Semiconductor and HDD manufacturers turning to imprint lithography

Mark Melliar-Smith, CEO, Molecular Imprints, Inc., Austin, TX USA

To paraphrase Samuel Johnson, nothing focuses the mind like an economic meltdown. The semiconductor industry and its capital equipment suppliers were already in the midst of a severe downturn as we entered the fourth quarter of 2008. Softening consumer demand and overcapacity in memory caused prices to plummet. Overlay the global credit crisis, and our industry faces challenges with a depth and breadth we've rarely had to face, even given our volatile history.

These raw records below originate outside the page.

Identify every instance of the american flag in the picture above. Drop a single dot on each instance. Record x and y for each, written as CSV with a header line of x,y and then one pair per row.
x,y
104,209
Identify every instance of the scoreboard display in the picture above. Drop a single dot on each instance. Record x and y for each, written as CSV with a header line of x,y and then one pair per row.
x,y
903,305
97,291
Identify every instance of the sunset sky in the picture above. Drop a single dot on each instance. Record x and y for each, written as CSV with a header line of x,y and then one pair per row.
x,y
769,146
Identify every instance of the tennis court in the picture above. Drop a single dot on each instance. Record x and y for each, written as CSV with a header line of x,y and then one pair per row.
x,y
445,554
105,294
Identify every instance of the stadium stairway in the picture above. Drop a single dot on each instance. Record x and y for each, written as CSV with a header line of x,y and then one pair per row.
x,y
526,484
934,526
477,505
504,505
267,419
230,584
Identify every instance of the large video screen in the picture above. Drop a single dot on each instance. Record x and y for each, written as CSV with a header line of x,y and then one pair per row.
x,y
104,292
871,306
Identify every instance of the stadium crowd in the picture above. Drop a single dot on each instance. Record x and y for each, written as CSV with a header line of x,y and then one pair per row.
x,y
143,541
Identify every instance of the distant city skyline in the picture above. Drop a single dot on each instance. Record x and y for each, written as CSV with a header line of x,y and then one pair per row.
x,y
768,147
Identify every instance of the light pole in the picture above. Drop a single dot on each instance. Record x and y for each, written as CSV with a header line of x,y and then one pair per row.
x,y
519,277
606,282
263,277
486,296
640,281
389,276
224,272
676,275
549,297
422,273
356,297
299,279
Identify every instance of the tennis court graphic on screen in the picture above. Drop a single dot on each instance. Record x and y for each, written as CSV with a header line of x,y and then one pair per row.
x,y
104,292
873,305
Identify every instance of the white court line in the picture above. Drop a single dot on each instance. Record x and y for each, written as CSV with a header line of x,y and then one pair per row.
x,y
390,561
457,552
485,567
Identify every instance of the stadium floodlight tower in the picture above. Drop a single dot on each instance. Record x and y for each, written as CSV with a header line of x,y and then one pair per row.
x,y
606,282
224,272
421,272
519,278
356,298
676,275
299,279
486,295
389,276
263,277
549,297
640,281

We must fight our tendency to overreact with poorly planned cost cutting and a hunkering down, and rather, remind ourselves that from adversity comes opportunity. The technical challenges facing semiconductor makers include new materials such as high- and low-k, new processes such as through-silicon vias and strained silicon, and the omnipresent end of optical lithography. Many of these challenges have accumulated at the door of nonvolatile memory makers, given their leading role in reducing design rules.

Faced with seemingly insatiable demand for more and more storage, producers must continually innovate to deliver higher bit densities at lower cost. For the first time in their respective lives, rotating and solid state storage are examining the same solution to their need for the ever-shrinking, low cost/bit: imprint lithography.

As EUV continues to delay, semiconductor lithographers have deployed an endless litany of design and process tricks to extend 193nm lithography. However, the significant increases in design and process complexity have driven costs to non-competitive levels, and no business can accept a 2× increase in its processing costs even as its products drop 2× each year in price ($/megabit). In consequence, major flash memory producers are now planning to take advantage of imprint's inherent low capital cost and low CoO in the 2Xnm regime.

Similarly, HDD producers are now moving to patterned media to maintain their history of 50%/year increases in areal density. The cost of leading-edge optical lithography is more than 10x what the drive industry can afford. In contrast, imprint lithography, with its lower cost and ability to print the whole disk in a single step, provides an acceptable solution for patterned media at sub-20nm resolution.

Necessity has been said to be the mother of invention, and today, economic and technical necessities are driving semiconductor memory and HDD manufacturers to turn to imprint lithography.